3. You will be prompted with the following menu: ( notice most of the values are default values)

• Load a saved profile: Y
• Target URL: https://<FortiAppSecStudentID>.fwebtraincse.com
• Optimize for OWASP Juice Shop? Y
• Choose number: 6
• CSV log file: (leave blank)
• Total run duration: 4m
• Concurrency: 20
• HTTP timeout per request: 12s
• Progress interval: 10
• Use one sticky IP in X-Forwarded-For: n
• Force HTTP/1.0: n
• Requests per second: 20
• Start now: Y

Once the tool starts running, you’ll see progress updates approximately every 10 seconds.

The bots tool will send traffic to your application protected by FortiAppSec. Wait about 4 minutes, then start checking the dashboard and log files in FortiAppSec.

https://customersso1.fortinet.com/saml-idp/proxy/demo_sallam_okta/login/

check the FortiAppsec Dashboards and Log Files

There are multiple ways to review the logs. We’ll start with the “big picture” view using incidents on the dashboard.
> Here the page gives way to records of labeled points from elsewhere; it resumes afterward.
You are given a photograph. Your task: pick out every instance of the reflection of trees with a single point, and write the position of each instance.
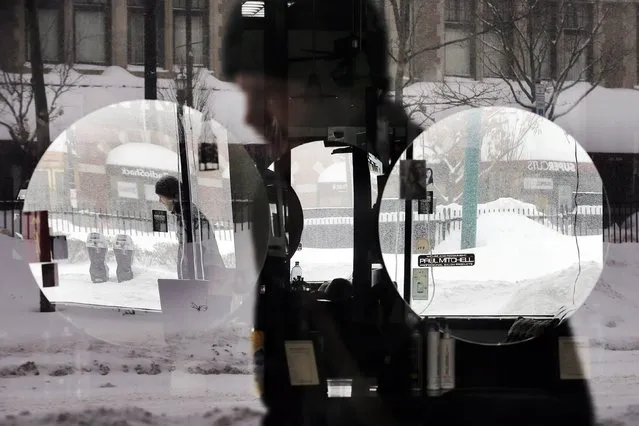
(504, 135)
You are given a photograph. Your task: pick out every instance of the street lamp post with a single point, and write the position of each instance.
(185, 196)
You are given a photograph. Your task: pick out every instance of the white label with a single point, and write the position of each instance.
(574, 358)
(538, 183)
(419, 289)
(302, 368)
(149, 193)
(127, 190)
(553, 166)
(422, 246)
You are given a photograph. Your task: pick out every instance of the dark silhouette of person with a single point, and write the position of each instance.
(339, 97)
1. From the FortiAppSec Cloud Console, select *** Threat Analytics*** from the left-hand menu.

   

2. In the Top Attack Types pane click on Bot Attacks (scanner) to view incident details. Several drill-down options will show source IP, source country, URL attacked, and more. You’re encouraged to explore these options.

   

   

   

3. Under Threat Analytics, click on Attack Logs to view individual log entries with detailed information.

we can now look at individual log entries. Logs can be Filtered by Application, URL, Source Country etc. Logs can also be filters by time period. please click on any log entry and investigate the detailed information provided.

Bot Mitigation Review

Review

In this module, we performed a simple bot attack to demonstrate the capabilities of the FortiAppSec solution.
FortiAppSec Cloud also offers additional bot mitigation features powered by machine learning, which we will cover in a later chapter.

The provided bots tool includes many options for delivering different types of bot attacks.
You can run additional simulations to see how FortiAppSec Cloud can detect and mitigate these attacks.

Task 1: Delete Your App

1. You are almost done! Please take a moment to delete only Your Application using the trashcan Icon on the right side of the application listing.

   

2. Please use the below link to log out of FortiCloud

   https://customersso1.fortinet.com/saml-idp/proxy/demo_sallam_okta/saml/

   Be sure to click the small blue Logout button at the bottom of the text.

Congratulations

Congratulations, you have successfully completed this lab! Your environment will automatically delete itself at the end of the allowed lab time.